所幸藍延早有準備,一手揪住她的衛衣帽往後扯,另一手控製住了竹竿往回收。

林染站穩,尷尬笑道:“謝謝。這,確實挺費力哈。”

“這水泡得好像綠得發黑了。”她沒話找話,心有餘悸地往後退了兩步,還好沒栽進去。

藍延放回竹竿,拿過旁邊的網兜,撈起葉片,看了兩眼,“葉質已經能脫離葉脈了,可以了。”

“然後呢?”

藍延拎起另一隻小網兜,遞給她,“然後,幹活。”

“嗯?”林染乖巧接過,“好。”

她看著藍延先拿竹竿把水快速攪拌至起旋渦,待水轉定勢,葉莖集聚缸底後,他開始拿大網兜撈起交纏的葉莖,投放到最高處的第一個地缸中。

林染看明白了,學著藍延的模樣,一兜接一兜地往第一個缸裏撈。

看著不難,接連撈起來是真費力,很快她就感覺兩股戰戰老腰酸,一雙胳膊沉得快抬不起來了。

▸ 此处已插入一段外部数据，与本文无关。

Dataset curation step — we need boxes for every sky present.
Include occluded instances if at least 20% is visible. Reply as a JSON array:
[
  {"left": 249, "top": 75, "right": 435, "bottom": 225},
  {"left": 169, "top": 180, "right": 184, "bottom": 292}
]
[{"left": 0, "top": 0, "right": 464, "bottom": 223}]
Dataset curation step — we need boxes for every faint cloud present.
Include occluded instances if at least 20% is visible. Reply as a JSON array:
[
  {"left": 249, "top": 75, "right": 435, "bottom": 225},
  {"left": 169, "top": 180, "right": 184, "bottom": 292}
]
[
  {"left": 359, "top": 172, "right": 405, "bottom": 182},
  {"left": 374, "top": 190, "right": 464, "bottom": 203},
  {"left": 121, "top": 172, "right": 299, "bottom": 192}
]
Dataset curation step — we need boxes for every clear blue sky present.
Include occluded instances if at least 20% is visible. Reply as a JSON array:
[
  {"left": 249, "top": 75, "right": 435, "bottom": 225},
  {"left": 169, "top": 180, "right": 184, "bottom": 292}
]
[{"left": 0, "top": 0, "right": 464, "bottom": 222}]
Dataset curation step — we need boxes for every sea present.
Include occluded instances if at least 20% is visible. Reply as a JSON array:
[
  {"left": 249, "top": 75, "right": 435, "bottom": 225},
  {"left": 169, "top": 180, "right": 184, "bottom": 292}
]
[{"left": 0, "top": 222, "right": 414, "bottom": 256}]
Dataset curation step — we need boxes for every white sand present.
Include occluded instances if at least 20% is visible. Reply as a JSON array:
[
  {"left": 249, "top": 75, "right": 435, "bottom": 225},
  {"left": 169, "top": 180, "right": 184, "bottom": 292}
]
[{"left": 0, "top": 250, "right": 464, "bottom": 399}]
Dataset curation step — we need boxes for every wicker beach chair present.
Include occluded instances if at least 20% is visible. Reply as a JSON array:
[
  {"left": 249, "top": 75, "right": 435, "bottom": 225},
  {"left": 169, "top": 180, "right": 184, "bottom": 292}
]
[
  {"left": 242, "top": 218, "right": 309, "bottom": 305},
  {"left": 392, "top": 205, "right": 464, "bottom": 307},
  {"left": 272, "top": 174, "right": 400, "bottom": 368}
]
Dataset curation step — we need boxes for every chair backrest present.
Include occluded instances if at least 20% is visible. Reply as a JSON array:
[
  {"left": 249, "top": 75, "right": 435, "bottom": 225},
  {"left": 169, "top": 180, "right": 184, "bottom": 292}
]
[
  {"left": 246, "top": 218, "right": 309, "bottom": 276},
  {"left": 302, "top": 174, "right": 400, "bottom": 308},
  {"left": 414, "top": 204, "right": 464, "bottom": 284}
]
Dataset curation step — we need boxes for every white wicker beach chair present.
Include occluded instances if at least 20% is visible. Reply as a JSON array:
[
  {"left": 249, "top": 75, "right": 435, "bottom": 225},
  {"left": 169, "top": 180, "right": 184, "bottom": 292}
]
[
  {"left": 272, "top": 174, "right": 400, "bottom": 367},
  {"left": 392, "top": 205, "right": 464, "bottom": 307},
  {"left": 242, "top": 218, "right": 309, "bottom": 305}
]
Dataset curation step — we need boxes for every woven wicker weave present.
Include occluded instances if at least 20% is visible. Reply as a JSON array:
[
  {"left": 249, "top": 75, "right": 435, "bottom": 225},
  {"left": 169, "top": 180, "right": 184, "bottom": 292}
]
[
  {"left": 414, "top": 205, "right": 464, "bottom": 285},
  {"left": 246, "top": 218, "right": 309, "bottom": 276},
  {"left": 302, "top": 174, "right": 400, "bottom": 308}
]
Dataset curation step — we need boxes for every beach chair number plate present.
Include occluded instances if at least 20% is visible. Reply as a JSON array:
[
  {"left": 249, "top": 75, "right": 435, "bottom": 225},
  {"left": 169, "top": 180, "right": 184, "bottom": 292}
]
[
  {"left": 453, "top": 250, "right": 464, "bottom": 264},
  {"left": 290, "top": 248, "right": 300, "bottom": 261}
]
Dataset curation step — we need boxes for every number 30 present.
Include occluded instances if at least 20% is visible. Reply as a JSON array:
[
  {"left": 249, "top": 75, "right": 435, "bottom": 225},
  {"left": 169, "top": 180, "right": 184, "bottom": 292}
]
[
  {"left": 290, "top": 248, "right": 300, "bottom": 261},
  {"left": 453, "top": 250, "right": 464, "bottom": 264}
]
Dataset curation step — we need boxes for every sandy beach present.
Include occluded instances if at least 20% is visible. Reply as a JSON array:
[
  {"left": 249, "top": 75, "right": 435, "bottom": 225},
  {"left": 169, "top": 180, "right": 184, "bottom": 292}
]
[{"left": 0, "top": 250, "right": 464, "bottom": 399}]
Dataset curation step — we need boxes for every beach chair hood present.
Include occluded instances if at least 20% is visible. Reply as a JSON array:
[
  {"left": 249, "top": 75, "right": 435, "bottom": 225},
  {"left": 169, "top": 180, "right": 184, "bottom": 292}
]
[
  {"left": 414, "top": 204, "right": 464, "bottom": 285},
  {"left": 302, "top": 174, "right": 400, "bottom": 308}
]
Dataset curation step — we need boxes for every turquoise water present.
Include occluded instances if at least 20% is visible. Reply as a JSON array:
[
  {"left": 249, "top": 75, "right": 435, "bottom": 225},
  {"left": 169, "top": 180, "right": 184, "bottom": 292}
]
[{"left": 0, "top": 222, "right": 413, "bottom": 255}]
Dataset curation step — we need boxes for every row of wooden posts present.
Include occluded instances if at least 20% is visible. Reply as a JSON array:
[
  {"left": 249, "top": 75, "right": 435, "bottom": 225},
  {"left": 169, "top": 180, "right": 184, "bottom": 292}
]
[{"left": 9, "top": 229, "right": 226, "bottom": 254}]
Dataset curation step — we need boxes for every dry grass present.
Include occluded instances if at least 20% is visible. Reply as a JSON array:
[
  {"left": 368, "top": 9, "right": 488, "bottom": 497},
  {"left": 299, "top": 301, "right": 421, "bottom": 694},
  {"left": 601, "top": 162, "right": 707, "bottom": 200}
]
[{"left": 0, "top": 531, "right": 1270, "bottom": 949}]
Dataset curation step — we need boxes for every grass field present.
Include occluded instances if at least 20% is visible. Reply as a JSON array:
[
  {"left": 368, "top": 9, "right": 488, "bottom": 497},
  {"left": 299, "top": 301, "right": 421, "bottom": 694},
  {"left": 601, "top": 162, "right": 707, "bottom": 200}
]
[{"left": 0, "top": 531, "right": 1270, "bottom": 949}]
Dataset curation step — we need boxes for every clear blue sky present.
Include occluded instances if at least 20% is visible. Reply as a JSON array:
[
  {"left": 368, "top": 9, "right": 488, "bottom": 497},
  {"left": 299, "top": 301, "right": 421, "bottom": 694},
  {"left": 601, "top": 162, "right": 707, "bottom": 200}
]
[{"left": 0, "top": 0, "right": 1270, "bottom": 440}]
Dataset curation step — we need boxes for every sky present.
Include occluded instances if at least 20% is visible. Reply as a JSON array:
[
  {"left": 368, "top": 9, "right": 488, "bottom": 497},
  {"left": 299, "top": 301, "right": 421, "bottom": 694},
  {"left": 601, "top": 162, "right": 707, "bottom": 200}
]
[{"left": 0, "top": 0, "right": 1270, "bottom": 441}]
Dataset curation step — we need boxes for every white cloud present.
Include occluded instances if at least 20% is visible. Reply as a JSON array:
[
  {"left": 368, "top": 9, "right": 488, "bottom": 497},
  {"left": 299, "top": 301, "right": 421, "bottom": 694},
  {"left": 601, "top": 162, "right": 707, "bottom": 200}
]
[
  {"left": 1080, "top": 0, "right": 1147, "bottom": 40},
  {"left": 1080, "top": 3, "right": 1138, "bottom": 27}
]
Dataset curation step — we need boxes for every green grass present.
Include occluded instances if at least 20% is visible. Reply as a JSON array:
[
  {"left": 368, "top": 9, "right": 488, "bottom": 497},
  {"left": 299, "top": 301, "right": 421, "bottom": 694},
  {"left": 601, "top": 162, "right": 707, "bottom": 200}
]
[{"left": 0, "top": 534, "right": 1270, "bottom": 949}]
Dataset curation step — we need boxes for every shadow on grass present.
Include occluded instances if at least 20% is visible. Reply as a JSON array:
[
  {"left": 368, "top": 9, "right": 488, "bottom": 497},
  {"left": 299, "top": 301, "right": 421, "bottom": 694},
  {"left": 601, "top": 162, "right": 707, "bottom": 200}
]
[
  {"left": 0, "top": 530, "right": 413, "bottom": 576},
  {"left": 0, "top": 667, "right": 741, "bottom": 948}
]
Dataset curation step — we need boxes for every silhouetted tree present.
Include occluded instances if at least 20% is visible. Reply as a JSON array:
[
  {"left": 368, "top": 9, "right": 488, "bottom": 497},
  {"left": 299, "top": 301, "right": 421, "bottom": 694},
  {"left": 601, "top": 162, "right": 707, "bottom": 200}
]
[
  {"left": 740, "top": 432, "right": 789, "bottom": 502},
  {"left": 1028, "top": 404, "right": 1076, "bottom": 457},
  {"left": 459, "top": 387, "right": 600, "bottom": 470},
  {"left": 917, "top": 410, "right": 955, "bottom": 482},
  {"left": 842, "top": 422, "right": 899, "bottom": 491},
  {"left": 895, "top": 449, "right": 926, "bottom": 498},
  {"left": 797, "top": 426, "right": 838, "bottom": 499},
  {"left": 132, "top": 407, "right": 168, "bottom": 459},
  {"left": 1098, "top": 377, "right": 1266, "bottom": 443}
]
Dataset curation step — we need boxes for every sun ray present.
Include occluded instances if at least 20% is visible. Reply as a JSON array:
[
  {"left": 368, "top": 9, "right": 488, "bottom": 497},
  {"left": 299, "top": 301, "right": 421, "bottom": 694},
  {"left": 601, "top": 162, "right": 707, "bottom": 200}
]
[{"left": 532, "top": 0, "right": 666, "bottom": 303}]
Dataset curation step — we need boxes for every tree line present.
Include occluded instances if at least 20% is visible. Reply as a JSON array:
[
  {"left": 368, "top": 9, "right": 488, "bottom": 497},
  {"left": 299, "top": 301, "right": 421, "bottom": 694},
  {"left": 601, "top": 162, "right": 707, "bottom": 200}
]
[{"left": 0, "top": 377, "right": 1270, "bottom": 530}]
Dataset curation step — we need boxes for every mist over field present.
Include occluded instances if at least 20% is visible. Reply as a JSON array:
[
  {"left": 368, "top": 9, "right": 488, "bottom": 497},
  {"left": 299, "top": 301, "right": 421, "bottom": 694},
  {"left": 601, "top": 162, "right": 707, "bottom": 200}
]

但她抬頭看著藍延始終有條不紊地撈著,也就咬著牙,繼續堅持。

終於全撈幹淨了,她筋疲力盡地坐在旁邊大石塊上,一雙手脫力垂掛,跟灌了鉛似的。

“這就累了?”藍延擦掉額間細汗,遞上了一瓶礦泉水。

“謝謝。”林染有氣無力地接過,渴到舔了舔唇,但這手實在扭不動了。

藍延失笑,重新拿回水,擰了蓋,又遞上。

“謝謝!”

這回道謝就真誠脆甜多了,藍延彎了彎唇角,“你先坐著歇會。”

說完,他快速飲盡一瓶水,走去水龍頭旁放水。

水緩緩注入第一個大地缸,直至完全沒過那些葉莖。

林染小口啜飲,好奇問:“還要繼續浸泡嗎?”

“嗯。”藍延拿竹竿繼續攪拌,“還需要繼續發酵,沉澱。”

“會慢慢沉澱成靛藍色嗎?”

藍延扭頭看她,輕吐兩字:“不會。”

林染托著腮思索,“噢,我好像在資料裏看到過,要加灰?”

“對,礪灰,然後打靛花。”

“怎麽樣的?”她眼眸亮晶晶的,充滿探知欲。

藍延微挑眉梢,“想看?”

林染露笑,點點頭。

藍延輕抬下頜,想剛說話,就見甄專壹飛奔衝來,扯著嗓門急喊:“老大老大,不好了,有人來討債,還帶打手來鬧事了!”